The hotel, which has remained open throughout the pandemic with precautions in place, has seen occupancy rise steadily since late 2020 with even more notable increases since around April. Jorge Landa, general manager of the hotel, said they have also seen a sharp increase in the number of loyal customers.

“The group’s activity is still in its infancy,” he said. “Business will probably be at a more or less normal stage early next year.”

Wider consequences

A lagging hotel industry has consequences that go beyond hotels, Heckman said. When people pay to stay in a hotel in the city of Houston, they have to pay a tax of 17%. The city collects 7%, while the remaining 10% is split between the state, Harris County and the Harris County Houston Sports Authority. These funds can be used for everything from city marketing and maintaining sports venues to providing grants to local arts organizations.

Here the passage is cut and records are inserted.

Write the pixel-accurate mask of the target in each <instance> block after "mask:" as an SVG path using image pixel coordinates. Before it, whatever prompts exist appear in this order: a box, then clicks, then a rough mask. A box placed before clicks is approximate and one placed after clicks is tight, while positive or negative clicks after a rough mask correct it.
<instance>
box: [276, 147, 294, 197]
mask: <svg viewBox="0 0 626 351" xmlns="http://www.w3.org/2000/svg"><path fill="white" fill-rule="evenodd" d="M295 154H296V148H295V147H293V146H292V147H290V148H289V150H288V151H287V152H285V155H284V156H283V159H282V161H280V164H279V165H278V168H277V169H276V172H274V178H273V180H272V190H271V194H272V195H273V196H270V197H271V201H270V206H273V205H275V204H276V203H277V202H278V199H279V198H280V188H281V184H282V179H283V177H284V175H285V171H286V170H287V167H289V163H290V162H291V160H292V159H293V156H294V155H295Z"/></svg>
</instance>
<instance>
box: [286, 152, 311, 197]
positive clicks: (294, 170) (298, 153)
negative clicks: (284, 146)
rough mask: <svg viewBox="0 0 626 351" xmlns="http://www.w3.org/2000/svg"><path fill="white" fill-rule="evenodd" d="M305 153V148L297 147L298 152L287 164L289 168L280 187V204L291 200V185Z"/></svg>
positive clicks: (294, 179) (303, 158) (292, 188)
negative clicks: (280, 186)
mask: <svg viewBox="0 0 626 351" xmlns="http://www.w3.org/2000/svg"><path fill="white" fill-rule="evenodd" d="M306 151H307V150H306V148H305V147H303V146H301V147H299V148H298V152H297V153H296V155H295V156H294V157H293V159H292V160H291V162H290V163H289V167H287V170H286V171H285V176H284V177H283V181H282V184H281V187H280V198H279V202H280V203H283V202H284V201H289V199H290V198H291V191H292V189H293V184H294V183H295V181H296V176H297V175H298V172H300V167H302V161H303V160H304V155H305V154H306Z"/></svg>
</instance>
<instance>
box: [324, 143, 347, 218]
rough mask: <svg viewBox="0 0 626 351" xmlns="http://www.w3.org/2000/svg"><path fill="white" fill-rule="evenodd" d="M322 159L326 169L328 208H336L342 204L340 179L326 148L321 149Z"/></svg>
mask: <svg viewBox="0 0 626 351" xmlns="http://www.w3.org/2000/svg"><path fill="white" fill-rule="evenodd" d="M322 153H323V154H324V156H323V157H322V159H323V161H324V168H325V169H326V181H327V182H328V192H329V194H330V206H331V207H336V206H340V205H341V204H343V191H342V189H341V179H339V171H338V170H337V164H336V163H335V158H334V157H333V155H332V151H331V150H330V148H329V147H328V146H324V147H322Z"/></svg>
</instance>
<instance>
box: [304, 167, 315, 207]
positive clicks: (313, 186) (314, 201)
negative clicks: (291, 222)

Houston First, which raised about $ 87.5 million in tax revenue for hotel occupancy in 2019, now plans to raise $ 56.8 million in its budget for fiscal year 2021-2022, which was passed. in December. An operating deficit of $ 55 million means Houston First will likely have to dip into its cash reserves or resort to other credit facilities to balance the budget, Heckman said.

In addition to providing funds to arts organizations, hotel tax revenues benefit Houston First partner organizations such as Discovery Green.

“We have to spend money on the arts because frankly they can’t support themselves with nice facilities,” Massad said. “The faster we can get these travelers back to town, the faster that income comes back and everyone’s budgets are full. “

The investments Houston First made this year are meant to help restart the city, a prospect Heckman said he’s been more optimistic about every day.

“It has been a difficult year to budget, but things are looking much better during this year, and they will be significantly better as we approach 2022,” he said.